Sear tuna for 1 1/2–2 minutes per side, aiming for an internal temperature of 125–130°F (52–54°C) for rare to medium-rare. Transfer to a plate and rest for 5 minutes, then slice against the grain into 1/2-inch thick slices.
Step 6: Assemble the Salade Niçoise
On a large platter (or on 4 individual plates), arrange the potatoes, green beans, egg halves, olives, and anchovy fillets in separate clusters for a classic composed look. Nestle the warm sliced tuna on top.
Drizzle with the remaining vinaigrette (start with about 2 tbsp, then add more to taste). Finish with chopped parsley and lemon wedges, if using.
Step 7: Serve and enjoy
Serve immediately so you get that signature contrast: warm tuna and potatoes with cool, crisp beans and briny olives/anchovies. If you’d like, add an extra pinch of black pepper right before serving.
Pro Tips
- Dress the potatoes while warm: Warm potatoes soak up vinaigrette instead of just getting coated.
- Don’t skip drying the beans: Excess water dilutes the vinaigrette and makes the salad watery.
- Use a thermometer for tuna: Pull at 125–130°F (52–54°C) for tender, rosy slices.
- Keep anchovies in distinct bites: Lay them on top rather than mixing throughout so everyone can control how much briny punch they get.
- Season in layers: Salt the boiling water well and season the tuna; you’ll need less salt in the vinaigrette.
Variations
- More classic bistro style: Add 2 cups (60 g) torn butter lettuce or romaine as a base, then compose the toppings over it.

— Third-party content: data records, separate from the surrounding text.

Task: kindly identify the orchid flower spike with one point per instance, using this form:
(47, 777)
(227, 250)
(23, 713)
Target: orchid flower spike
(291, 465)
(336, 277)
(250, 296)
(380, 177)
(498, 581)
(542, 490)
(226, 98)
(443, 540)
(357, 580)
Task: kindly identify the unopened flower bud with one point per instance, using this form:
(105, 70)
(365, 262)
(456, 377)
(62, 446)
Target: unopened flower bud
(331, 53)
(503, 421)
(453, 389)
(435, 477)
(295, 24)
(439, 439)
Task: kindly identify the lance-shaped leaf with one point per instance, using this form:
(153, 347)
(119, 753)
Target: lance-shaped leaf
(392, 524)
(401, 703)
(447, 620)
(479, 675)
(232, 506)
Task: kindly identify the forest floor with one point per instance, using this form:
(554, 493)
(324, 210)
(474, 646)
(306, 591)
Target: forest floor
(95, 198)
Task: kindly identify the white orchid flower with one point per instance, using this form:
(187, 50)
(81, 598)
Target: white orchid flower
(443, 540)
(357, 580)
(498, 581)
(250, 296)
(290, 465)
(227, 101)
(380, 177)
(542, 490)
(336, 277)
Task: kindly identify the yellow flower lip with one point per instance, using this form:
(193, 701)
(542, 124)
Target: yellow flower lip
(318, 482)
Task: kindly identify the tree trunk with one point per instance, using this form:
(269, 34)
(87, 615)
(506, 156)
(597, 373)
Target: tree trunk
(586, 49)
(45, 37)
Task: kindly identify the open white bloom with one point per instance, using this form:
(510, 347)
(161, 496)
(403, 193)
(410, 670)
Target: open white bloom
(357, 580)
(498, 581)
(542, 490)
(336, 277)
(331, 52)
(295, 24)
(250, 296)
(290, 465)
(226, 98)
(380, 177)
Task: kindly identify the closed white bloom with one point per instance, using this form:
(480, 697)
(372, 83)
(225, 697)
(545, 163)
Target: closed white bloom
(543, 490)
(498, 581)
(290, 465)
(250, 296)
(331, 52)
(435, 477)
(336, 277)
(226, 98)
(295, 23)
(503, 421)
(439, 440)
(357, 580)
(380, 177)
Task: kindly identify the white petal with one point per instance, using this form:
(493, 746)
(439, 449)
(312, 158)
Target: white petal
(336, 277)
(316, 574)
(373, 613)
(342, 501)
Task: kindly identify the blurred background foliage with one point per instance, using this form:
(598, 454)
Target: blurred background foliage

- Salmon Niçoise: Swap tuna for 2 (6 oz / 170 g) salmon fillets; sear 3–4 minutes per side to 125–130°F (52–54°C).
- No anchovies (still bold): Omit anchovies and add 1 tbsp chopped capers to the vinaigrette for briny flavor.
Storage & Make-Ahead
You can make the vinaigrette up to 3 days ahead; store covered in the refrigerator and whisk well before using (let it sit at room temperature for 10–15 minutes so the oil loosens). Potatoes, beans, and eggs can be cooked up to 24 hours ahead and refrigerated separately. For best texture, sear the tuna right before serving. Leftovers keep for up to 2 days in an airtight container, but the tuna will become more fully cooked and less tender over time.
Nutrition (per serving)
Approximate, based on 4 servings: 520 calories, 36 g protein, 33 g fat, 24 g carbohydrates, 4 g fiber, 780 mg sodium.